A la question de savoir si l’avion d’Air Algérie aurait pu être abattu en vol, B.S. répond que c'est une ultime éventualité. Dans l’histoire de l’aérien mondial, ce scénario ne s'est réalisé que dans des cas extrêmement rares, peut-être une fois ou deux. Le cas le plus emblématique est celui du vol 007 Korean Airlines de 1983 qui a été abuttu par un Sukoï de l’armée russe après qu’il se soit aventuré dans un espace aérien soviétique interdit. Il y avait 269 passagers et membres d’équipages à bord, mais l’armée russe n’avait pas fait dans le détail. D’autres cas ont été recensés, mais il s’agit surtout d’interceptions pour des raisons militaires.
L’abattage d’un avion, explique le pilote, n’intervient que quand il est prouvé que l’appareil risque de s’écraser sur certaines cibles stratégiques comme des espaces protégés à l’exemple des palais de chef d’Etat, les espaces dangereux comme les centrales nucléaires ou encore les espaces prohibés comme les camps militaires.

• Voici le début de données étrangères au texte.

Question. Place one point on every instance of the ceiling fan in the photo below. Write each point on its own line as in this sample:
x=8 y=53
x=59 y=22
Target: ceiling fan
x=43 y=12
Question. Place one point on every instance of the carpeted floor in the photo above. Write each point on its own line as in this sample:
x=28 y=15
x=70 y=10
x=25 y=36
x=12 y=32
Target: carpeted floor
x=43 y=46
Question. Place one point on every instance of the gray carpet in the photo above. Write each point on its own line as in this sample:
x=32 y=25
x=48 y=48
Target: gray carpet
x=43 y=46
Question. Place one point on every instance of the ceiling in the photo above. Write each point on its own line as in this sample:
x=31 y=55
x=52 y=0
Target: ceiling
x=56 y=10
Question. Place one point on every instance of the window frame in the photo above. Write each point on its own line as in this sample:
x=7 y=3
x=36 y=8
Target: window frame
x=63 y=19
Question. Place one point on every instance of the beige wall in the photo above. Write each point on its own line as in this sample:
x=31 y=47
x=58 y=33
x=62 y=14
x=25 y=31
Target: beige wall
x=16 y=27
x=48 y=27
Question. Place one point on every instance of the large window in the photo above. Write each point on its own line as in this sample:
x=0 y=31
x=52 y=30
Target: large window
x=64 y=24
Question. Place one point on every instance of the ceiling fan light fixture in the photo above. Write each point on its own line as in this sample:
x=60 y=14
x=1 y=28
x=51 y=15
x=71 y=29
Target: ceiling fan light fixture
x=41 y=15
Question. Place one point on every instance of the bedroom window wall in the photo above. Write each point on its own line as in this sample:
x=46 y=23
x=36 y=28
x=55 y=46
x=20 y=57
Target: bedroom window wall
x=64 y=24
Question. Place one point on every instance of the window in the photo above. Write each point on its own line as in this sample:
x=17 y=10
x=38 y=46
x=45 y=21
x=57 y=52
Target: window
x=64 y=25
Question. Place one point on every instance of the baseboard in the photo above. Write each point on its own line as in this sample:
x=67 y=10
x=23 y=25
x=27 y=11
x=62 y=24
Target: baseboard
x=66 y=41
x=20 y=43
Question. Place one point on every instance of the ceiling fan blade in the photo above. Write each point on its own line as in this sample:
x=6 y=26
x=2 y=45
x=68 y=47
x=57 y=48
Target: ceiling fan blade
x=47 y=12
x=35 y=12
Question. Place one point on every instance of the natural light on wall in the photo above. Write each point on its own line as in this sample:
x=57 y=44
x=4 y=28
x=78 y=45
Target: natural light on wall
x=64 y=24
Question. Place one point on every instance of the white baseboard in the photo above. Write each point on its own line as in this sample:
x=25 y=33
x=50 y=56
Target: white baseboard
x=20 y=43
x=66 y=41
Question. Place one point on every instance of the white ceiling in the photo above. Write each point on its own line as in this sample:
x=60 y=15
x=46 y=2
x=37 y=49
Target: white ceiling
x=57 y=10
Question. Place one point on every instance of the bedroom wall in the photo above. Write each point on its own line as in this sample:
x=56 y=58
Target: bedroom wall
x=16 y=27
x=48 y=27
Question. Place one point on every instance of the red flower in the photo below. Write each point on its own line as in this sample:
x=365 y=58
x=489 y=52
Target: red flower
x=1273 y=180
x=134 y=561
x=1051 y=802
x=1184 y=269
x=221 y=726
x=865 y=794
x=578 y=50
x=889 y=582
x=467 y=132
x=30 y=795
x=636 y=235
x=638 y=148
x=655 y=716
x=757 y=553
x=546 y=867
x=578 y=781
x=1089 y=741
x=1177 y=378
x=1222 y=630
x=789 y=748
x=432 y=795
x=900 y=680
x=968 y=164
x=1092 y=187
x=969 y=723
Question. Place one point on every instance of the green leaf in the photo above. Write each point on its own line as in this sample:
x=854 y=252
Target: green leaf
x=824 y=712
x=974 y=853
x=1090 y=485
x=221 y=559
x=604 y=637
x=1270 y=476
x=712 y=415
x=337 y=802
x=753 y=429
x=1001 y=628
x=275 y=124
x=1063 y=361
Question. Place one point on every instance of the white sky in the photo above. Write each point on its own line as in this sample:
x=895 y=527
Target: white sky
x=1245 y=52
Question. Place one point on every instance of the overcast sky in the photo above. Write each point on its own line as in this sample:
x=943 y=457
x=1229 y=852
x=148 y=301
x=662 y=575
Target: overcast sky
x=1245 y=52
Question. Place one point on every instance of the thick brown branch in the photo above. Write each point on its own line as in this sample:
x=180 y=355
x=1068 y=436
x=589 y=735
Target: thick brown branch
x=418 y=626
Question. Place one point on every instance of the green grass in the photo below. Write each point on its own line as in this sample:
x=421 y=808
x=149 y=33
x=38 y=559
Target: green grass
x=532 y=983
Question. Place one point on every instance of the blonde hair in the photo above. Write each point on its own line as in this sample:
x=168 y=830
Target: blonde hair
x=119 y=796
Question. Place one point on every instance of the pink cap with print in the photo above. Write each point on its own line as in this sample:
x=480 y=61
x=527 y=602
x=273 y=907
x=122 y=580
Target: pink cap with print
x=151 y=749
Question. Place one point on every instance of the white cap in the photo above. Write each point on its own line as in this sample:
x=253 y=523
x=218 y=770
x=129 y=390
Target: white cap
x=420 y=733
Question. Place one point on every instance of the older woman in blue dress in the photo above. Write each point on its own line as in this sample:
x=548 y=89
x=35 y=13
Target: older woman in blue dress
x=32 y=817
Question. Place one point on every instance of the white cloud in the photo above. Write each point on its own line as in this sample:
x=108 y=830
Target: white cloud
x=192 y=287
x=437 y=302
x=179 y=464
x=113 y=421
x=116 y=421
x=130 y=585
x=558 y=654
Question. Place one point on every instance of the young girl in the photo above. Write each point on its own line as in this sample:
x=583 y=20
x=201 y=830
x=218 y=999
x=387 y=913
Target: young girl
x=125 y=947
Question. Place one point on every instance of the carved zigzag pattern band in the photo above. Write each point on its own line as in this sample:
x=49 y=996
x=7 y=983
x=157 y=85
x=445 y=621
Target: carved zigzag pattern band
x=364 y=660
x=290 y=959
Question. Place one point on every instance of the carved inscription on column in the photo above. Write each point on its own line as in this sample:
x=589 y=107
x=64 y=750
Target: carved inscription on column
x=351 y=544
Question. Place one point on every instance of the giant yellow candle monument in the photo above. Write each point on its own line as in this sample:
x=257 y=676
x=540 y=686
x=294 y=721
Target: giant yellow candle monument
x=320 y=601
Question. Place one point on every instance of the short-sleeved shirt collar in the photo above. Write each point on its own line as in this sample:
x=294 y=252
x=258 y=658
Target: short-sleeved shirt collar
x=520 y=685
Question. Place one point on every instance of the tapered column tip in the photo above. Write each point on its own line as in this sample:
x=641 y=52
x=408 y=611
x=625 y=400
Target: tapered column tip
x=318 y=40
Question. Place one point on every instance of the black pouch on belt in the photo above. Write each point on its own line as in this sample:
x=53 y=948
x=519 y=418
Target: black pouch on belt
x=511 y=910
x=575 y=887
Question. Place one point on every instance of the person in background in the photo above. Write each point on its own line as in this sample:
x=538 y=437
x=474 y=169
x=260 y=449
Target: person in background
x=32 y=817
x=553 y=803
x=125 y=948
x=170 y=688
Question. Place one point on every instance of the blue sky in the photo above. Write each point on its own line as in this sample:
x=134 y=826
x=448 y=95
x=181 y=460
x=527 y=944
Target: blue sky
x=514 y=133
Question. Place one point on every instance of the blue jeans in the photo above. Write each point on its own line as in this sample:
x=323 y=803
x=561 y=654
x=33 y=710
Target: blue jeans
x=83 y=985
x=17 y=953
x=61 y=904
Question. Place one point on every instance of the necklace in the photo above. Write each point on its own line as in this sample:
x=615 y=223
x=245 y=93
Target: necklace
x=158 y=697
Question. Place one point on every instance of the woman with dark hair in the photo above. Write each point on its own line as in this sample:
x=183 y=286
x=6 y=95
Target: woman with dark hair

Néanmoins, les pilotes des avions de chasse tentent d’abord d'établir une communication visuelle quand ils sont proches des avions concernés. Ils feront alors "battre les ailes de leur avion et l’appareil suspect devra répondre par la même manœuvre", explique B.S. Si après cela, aucune réponse n’est obtenue: "La décision de l’abattre a beau être lourde, ils la prendront pour sauver des vies", conclut-il.